Skip to main content

ngrams

Documentation / topics/ngrams

extractNounEdgeGrams()​

function extractNounEdgeGrams(
nGramSize: number,
terms: (string | number)[][],
index: number,
nGrams: object,
minWordLength: number,
sentenceNumber: number): object;

Defined in: topics/ngrams.js:27

Extracts noun-based edge grams from a given set of terms. This function is crucial for identifying important multi-word concepts in the text.

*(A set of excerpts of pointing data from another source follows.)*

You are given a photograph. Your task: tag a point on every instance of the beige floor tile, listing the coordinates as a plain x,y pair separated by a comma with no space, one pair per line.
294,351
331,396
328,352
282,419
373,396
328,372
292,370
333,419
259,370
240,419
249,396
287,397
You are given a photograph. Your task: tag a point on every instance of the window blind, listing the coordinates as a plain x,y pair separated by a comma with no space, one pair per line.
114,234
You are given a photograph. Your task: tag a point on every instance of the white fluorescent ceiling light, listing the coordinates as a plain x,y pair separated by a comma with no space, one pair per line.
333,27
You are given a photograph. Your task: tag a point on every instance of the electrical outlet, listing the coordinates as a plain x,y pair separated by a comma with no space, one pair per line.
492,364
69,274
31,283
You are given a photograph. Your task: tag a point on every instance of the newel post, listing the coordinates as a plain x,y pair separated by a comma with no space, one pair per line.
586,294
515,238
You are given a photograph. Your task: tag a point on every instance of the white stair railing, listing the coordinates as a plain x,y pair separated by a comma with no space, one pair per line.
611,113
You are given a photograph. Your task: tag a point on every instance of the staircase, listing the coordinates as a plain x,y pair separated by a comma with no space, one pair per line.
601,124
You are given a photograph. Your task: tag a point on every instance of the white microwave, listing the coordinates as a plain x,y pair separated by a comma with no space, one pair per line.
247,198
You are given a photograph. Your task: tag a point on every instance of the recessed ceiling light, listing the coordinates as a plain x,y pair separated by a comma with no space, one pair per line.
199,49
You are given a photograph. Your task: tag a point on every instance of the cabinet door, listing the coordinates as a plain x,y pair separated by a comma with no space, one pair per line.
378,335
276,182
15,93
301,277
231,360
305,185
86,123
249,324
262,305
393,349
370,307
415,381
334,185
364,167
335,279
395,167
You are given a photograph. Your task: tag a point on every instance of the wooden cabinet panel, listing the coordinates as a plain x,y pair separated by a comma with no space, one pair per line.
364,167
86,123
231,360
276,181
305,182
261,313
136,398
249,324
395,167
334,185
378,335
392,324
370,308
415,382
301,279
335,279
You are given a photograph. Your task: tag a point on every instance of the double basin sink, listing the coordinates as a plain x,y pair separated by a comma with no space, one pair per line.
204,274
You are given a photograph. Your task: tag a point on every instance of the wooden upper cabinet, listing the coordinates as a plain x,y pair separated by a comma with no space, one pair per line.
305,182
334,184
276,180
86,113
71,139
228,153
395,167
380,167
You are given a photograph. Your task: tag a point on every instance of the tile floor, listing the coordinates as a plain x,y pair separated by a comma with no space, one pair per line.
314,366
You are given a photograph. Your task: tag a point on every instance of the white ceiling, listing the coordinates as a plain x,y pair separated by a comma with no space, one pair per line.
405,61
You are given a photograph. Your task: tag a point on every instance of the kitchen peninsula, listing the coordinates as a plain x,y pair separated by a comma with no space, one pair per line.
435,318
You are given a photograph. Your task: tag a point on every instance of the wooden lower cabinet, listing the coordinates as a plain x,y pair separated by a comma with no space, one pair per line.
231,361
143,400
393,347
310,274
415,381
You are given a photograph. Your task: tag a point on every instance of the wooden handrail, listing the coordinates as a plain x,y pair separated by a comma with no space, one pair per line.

The function looks for sequences of words (n-grams) that:

  1. Start and end with a noun
  2. Contain words that are either nouns or common ignored words (like articles or prepositions)
  3. Meet the minimum word length requirement

Parameters​

ParameterTypeDescription

nGramSize

number

The size of the n-grams to extract. For example, 2 for bigrams, 3 for trigrams, etc.

terms

(string | number)[][]

Array of terms, where each term is an array containing the word and its part of speech tag. Example: [["The", 1], ["quick", 2], ["brown", 2], ["fox", 3]]

index

number

The starting index in the terms array to begin extraction. This allows for sliding window extraction.

nGrams

{ }

Object to store the extracted n-grams.

minWordLength

number

The minimum length a word should have to be considered in the n-gram.

sentenceNumber

number

The current sentence number being processed. Used to track which sentences contain the n-gram.

Returns​

object

The updated nGrams object with newly extracted n-grams.

Example​

let terms = [["The", 1], ["quick", 2], ["brown", 2], ["fox", 3], ["jumps", 4]];
let nGrams = {};
extractNounEdgeGrams(3, terms, 0, nGrams, 3, 1);
// nGrams might now contain: {3: {"brown fox jumps": [1]}}